I’m waiting for the smile. The laugh. They don’t come.
Instead, the man scowls, standing next to an inverted plastic bucket where a minute earlier he had been hunched over a hole in the ice. He points a finger at John and me, then at a line of trees to the east.
“You aren’t supposed to have your bikes on the ice,” he says, as cold as the breeze to our backs.
We reply with blank stares.
“You aren’t allowed out here,” he says, as if we didn’t hear him. “It’s against the rules.”
John breaks our silence by simply replying, “Is that so?”
“You’re supposed to be on the bike trail,” the ice fisherman begins anew, pointing back to the woods. “And a number of us don’t like that, either.”
We ask him why.
“You went through the best mushroom patches,” he said, as if John and I designed the trail ourselves. “And you’re causing erosion over by the bank.”
Yup, that’s us. Renegade mountain bikers. Breaking the rules by riding our bikes on the ice, because, you know, 180 acres of frozen lake isn’t big enough for five ice fisherman and two guys on mountain bikes.

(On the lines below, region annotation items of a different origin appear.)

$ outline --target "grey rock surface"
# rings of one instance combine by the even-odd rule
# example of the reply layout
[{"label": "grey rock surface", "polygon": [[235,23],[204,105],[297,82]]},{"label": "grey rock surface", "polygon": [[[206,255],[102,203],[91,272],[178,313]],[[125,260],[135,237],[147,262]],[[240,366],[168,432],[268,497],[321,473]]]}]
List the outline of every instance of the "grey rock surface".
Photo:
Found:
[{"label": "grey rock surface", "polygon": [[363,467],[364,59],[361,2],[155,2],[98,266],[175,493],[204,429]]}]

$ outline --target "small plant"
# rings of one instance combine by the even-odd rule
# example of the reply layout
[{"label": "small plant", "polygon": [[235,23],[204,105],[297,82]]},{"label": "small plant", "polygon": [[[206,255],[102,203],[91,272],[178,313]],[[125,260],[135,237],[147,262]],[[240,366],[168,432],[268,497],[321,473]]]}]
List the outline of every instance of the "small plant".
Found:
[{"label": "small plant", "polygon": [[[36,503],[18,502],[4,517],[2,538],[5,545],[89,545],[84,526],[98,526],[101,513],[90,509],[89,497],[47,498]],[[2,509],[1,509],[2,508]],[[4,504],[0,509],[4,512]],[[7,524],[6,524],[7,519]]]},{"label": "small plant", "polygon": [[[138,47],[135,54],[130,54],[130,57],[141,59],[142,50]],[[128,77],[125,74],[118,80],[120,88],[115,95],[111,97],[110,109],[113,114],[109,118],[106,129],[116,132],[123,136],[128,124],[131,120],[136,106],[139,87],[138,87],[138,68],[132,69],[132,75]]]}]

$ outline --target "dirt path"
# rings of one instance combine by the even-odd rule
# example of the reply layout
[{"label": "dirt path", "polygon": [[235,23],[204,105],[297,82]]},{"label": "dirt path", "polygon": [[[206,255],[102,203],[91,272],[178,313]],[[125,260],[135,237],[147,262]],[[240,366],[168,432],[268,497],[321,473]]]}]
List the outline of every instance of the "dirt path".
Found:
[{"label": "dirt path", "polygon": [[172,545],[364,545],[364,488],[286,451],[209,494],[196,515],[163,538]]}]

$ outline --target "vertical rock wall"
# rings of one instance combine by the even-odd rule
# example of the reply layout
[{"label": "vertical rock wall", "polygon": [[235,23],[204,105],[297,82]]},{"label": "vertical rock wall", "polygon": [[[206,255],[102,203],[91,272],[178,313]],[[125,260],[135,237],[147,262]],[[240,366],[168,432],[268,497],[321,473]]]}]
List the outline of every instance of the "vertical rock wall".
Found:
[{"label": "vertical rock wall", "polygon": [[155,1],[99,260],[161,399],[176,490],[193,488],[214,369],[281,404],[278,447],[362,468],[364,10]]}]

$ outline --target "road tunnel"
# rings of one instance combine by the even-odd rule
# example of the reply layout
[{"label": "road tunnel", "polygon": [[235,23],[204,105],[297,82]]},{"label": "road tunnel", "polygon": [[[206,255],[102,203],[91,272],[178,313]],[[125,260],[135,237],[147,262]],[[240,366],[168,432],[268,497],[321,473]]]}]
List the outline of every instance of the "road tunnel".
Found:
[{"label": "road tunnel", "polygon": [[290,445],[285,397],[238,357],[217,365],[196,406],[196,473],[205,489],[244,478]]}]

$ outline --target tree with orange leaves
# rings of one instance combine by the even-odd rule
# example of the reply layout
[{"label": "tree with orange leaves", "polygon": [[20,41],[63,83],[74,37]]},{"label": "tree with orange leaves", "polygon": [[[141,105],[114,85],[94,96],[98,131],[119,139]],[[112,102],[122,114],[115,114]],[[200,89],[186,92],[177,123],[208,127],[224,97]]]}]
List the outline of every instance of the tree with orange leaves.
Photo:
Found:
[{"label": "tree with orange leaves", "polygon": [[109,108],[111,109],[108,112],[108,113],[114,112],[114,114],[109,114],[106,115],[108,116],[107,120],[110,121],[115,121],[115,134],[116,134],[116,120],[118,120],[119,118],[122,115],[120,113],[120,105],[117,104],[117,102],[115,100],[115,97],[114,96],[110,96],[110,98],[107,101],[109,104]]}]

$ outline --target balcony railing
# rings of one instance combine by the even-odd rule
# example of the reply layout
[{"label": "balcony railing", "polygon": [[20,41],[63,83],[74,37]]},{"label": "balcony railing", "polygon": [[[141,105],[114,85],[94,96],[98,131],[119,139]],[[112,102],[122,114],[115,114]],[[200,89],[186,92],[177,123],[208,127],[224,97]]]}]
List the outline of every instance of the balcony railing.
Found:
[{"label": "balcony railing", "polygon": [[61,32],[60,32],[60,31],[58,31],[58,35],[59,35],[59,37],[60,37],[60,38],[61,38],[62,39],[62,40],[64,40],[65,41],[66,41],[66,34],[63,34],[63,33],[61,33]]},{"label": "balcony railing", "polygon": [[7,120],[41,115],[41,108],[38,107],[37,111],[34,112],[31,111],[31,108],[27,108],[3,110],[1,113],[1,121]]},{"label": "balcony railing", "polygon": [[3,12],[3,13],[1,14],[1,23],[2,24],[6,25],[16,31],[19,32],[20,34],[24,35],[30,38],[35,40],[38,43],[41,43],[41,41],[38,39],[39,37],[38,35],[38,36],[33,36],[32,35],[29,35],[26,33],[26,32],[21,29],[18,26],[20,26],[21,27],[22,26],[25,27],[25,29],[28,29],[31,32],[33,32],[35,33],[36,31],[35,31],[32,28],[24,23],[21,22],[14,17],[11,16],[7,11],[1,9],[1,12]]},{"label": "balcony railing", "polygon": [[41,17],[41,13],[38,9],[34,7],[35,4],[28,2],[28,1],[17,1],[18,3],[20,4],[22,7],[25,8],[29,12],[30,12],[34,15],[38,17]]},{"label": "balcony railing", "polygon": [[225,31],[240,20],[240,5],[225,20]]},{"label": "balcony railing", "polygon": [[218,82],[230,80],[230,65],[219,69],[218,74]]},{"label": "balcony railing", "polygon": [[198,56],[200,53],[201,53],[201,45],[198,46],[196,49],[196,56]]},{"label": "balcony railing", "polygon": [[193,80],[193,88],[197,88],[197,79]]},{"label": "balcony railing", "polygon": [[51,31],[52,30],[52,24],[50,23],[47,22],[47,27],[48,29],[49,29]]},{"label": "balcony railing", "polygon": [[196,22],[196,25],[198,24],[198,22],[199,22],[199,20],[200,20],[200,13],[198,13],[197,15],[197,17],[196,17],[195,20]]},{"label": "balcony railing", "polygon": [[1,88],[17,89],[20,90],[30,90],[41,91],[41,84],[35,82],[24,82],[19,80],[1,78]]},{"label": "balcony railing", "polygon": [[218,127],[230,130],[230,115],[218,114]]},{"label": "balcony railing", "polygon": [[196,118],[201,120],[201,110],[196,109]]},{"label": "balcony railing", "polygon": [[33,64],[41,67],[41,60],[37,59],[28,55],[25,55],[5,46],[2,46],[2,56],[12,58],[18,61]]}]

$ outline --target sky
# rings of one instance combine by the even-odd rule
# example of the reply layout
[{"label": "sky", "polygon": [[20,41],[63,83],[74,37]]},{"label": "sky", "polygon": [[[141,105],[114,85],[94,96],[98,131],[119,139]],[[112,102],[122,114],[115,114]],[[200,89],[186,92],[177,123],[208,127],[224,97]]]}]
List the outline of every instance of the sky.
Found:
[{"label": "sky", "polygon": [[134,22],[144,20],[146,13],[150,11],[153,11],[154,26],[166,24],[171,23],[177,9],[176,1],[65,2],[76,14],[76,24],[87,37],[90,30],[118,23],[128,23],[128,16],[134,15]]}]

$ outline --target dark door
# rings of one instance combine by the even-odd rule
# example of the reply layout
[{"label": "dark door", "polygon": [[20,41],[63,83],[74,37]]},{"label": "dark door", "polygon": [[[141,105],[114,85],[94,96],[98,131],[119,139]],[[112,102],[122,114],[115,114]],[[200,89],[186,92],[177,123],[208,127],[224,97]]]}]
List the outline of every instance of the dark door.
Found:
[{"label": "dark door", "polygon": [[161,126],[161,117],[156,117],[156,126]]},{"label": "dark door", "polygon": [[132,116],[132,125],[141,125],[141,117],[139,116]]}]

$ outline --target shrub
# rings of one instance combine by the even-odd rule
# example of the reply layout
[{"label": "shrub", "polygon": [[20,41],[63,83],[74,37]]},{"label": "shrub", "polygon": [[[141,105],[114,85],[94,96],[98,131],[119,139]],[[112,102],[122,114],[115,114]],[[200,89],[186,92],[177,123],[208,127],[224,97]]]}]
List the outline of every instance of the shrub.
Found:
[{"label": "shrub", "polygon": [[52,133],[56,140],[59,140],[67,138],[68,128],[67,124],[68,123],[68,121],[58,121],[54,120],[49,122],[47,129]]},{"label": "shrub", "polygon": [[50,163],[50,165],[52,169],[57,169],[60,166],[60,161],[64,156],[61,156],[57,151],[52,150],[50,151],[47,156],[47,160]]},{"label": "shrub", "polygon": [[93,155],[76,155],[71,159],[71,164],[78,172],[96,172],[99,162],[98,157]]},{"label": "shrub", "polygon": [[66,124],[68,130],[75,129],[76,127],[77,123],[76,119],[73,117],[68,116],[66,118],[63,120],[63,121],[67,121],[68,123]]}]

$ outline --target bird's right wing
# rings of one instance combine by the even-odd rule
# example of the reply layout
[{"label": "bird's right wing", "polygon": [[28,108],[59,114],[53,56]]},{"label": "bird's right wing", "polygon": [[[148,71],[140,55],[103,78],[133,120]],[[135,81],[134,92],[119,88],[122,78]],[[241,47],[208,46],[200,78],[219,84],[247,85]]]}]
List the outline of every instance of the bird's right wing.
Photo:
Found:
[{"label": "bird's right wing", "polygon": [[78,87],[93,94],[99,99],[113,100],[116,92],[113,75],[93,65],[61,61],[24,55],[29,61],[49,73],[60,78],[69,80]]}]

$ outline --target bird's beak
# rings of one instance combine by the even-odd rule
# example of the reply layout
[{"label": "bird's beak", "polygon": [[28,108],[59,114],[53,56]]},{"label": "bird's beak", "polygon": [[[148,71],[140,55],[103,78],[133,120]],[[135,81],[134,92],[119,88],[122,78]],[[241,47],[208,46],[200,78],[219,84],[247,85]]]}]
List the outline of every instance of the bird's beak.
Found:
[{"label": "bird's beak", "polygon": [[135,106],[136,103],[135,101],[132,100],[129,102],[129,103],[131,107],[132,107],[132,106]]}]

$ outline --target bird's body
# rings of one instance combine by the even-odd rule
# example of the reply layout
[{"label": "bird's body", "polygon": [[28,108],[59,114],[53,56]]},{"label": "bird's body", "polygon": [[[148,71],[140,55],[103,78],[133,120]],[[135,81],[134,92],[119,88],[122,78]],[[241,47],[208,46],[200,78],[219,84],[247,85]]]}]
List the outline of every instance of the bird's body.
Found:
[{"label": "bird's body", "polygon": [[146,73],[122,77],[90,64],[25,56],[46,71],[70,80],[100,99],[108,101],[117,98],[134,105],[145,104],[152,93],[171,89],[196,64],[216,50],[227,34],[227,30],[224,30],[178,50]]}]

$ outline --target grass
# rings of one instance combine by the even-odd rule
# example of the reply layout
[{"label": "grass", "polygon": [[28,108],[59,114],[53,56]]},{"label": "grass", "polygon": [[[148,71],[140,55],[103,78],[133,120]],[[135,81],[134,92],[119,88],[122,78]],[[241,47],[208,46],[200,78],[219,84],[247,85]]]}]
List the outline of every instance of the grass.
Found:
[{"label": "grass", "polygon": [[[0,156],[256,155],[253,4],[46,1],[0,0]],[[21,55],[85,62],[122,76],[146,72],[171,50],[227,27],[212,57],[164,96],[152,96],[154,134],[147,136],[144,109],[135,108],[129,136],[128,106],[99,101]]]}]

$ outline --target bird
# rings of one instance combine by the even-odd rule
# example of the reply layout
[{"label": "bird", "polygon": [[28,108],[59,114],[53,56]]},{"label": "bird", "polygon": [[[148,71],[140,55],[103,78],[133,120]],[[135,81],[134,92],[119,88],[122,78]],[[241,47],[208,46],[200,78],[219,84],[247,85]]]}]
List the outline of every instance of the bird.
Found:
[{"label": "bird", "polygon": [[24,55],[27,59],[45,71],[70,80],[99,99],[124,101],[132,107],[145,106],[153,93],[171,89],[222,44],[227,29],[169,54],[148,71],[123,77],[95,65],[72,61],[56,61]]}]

Then there’s those darned trail builders, maliciously plotting the course to go through all the best mushroom patches. Every single one.
Heck, truth be told, it was us hiding on that grassy knoll in Dallas, popping off shots at President Kennedy. And the cover-up behind that whole Roswell gig? Yup, us too. Stinkin’mountain bikers.
The one-sided conversation with this delusional guy on the middle of Westwood Lake is almost enough to ruin a perfectly good ride.
Almost, but not quite.
After all, how often do you get the chance to ride a bike on a lake?
John takes the correct approach to the whole situation with the fisherman. “Someone like that, it’s best just to laugh at them and keep on going,” he tells me.
That’s pretty much what we do, moving on down the ice, from nearly one end of that frozen body of water to the other, touching the Floating Bridge with our front tires the way a cross-country cyclist dips a wheel into the ocean at the end of a journey.
We stand there and talk for a while, admiring the beauty of Westwood’s finest winter coat. We snap a few photos to help us remember this bright day, then mount our bikes and follow our tracks back across the ice. The hole previously occupied by the bitter fisherman is now abandoned. We see him to the west, an ice auger in his hands. He must not have been catching anything at the previous location.
Undoubtedly, you know who he blames.